Where Does This Lead?

Good afternoon from Westminster, MD!

Last time we ended with the question, “Where does this lead?” Where do the realities created by extreme poverty and the insecurity of basic resources lead for people like Gladys in places like Nicaragua?

Well, I am not sure it always leads to the same place and, in fact, I am quite sure the answer is “it depends”. However, I do know one path, possibly the most common of the many, is a certain level of hopelessness. While the practical, tangible “things” of life do not provide meaning and hope, the inability to access the most basic forms of them can create a bleak outlook on life. Instead of dreaming of a better future, “this is how it will always be” becomes the pervasive attitude. This worldview gets passed on from generation to generation until it creates what is almost an informal caste system based on a lack of hope. Hopelessness abounds, and so do its byproducts.
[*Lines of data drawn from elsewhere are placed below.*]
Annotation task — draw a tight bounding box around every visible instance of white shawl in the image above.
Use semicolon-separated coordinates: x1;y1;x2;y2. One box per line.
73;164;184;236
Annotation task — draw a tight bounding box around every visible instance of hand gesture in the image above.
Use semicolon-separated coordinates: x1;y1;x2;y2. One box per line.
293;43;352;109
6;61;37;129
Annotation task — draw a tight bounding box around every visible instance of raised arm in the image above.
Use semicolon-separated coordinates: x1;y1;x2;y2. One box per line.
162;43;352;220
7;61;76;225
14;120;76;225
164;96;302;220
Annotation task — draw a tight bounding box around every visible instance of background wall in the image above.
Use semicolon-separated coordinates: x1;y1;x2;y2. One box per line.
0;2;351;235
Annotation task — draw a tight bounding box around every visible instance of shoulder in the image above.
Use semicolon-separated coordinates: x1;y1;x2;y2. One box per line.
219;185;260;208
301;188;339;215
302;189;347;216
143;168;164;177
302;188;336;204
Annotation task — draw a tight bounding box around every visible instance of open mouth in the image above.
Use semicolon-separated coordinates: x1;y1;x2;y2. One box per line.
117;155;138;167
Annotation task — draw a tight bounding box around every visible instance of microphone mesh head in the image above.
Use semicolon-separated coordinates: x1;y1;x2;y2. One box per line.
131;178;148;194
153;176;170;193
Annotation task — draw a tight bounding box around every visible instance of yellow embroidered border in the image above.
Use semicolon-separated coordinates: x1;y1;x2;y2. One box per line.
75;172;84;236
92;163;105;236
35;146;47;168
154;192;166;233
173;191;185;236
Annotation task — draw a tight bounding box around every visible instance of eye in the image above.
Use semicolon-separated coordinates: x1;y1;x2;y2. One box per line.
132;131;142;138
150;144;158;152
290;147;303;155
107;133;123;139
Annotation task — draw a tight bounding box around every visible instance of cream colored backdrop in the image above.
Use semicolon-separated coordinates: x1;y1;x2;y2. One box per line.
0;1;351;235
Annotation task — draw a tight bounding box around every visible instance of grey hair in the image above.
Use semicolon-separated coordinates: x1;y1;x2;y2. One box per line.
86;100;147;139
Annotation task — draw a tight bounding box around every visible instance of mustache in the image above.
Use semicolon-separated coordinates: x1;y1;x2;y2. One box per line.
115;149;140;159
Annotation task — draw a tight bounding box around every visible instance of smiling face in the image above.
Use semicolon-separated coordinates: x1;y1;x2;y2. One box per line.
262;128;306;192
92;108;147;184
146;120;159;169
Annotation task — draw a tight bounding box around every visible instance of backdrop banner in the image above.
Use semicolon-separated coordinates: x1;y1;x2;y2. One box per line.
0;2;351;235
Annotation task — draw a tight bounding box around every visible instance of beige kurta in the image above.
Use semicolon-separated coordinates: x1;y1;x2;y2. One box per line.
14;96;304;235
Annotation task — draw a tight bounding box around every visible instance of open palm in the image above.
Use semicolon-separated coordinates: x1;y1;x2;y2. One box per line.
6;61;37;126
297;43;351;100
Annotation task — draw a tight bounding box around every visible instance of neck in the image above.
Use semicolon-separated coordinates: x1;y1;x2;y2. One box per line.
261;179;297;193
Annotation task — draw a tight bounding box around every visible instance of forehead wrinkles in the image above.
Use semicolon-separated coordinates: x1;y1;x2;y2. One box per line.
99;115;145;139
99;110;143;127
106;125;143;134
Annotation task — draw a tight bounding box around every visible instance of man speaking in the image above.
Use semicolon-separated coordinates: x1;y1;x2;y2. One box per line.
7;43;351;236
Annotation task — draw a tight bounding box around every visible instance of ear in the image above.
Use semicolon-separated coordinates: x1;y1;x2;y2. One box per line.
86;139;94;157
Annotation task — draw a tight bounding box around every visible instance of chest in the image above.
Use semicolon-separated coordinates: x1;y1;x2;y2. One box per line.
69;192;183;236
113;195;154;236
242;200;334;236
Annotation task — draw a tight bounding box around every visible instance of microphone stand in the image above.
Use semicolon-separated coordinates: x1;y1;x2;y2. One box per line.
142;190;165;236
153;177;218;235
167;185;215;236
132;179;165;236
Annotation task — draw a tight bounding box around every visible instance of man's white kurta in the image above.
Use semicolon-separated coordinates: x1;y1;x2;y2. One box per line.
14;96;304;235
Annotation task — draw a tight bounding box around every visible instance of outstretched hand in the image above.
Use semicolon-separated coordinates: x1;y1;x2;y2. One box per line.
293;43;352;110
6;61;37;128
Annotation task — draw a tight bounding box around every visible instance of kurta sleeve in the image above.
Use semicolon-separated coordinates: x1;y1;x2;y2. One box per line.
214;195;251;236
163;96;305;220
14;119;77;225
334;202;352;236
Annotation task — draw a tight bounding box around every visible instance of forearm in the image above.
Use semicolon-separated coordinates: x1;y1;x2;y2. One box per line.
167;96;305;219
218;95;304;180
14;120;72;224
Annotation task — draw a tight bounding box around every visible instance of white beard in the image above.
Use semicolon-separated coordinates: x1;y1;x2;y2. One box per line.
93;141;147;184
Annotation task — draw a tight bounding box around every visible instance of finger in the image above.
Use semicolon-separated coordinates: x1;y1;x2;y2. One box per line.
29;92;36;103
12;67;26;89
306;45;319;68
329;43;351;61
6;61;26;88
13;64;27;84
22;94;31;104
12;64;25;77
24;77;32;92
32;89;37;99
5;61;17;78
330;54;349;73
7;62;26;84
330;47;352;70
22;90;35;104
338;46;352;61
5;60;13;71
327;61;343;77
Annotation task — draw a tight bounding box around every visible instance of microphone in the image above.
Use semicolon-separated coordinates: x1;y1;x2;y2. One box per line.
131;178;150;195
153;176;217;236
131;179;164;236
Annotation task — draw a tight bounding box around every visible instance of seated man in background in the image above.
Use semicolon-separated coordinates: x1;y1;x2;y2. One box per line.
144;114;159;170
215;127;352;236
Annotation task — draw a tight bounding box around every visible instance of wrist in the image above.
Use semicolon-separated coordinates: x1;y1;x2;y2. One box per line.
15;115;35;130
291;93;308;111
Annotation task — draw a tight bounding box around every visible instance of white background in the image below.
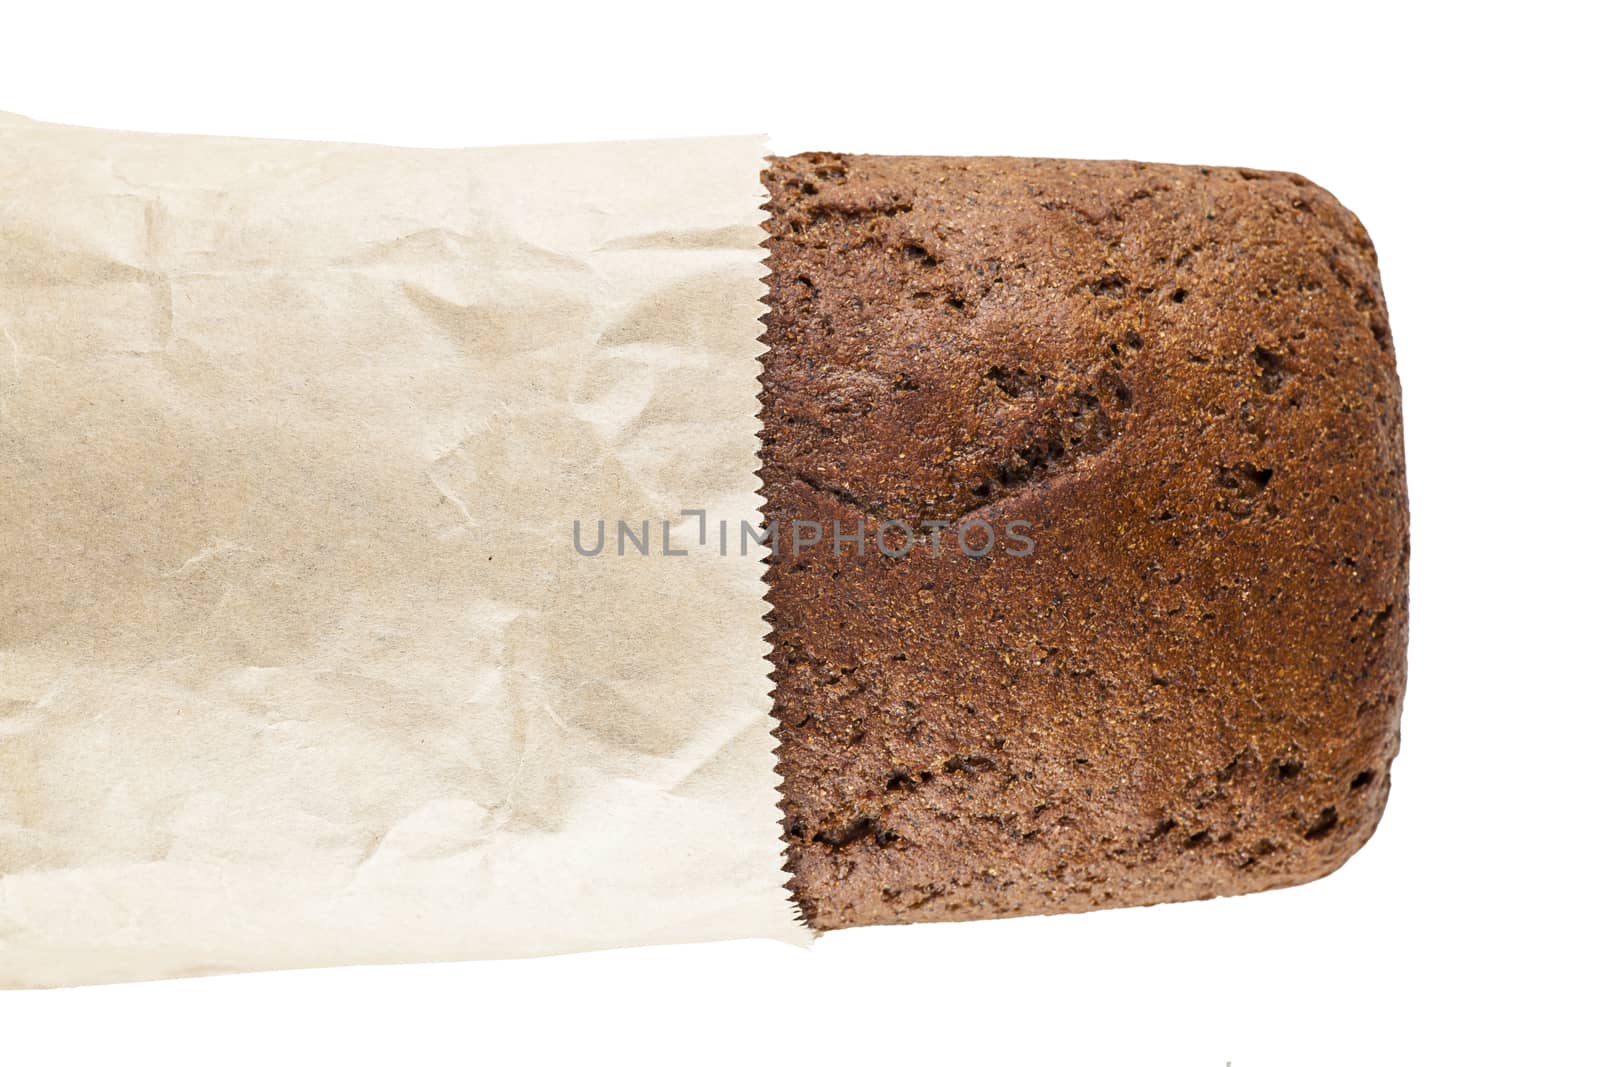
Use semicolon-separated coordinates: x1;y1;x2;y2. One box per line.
2;2;1593;1063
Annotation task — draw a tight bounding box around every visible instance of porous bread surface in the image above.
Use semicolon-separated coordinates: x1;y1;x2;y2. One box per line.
760;153;1408;930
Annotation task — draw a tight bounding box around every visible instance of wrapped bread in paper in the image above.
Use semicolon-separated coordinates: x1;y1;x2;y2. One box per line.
0;116;1407;988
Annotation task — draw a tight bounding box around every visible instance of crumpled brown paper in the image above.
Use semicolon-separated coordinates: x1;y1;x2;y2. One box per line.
0;113;804;988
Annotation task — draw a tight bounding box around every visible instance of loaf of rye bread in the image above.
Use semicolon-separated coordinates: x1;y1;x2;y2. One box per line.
760;154;1407;929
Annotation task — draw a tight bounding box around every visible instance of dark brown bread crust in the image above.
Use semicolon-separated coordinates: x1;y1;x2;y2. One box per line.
760;154;1407;930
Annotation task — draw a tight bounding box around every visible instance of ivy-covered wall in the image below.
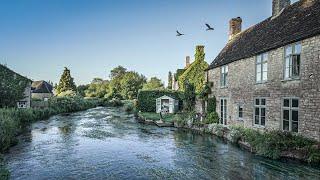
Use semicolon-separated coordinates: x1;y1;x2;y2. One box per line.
0;64;31;108
178;45;208;93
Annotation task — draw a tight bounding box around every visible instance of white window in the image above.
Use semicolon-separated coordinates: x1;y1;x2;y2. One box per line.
284;43;301;79
18;101;27;108
220;98;227;125
254;98;266;126
220;65;228;87
282;98;299;132
238;104;244;119
256;53;268;83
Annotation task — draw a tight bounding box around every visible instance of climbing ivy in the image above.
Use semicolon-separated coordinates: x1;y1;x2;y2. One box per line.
178;45;208;93
0;64;31;108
This is not just a Nicaragua problem. Many communities in the United States, especially in inner city neighborhoods, struggle with this generational issue. The truth is you can find this sad reality in all corners of our world.

It would be easy for the “most fortunate” of us to dismiss these places as having been dealt a bad hand and not “our” problem. Many sadly do. However, even if one does not care about the impoverished among us, the impact of hopelessness unavoidably becomes a societal issue. Hopelessness creates a sense of “haves and have nots” that leads to separation, avoidance, and ignorance on all sides.

I tend to believe that most people do not fall in the “I don’t care” category but rather in the “I don’t know what to do” category. It is not so much that they do not want to be a part of finding a solution, it is that the problem seems so big that they avoid it in an effort to not feel hopeless themselves. Whether intentional or not, hopelessness created by “tangible poverty”, a lack of basic practical needs, cannot be ignored without consequences.

In the end, I think we all, or at least most of us, innately feel that there is something wrong with this situation. This is because the world was not created to work this way.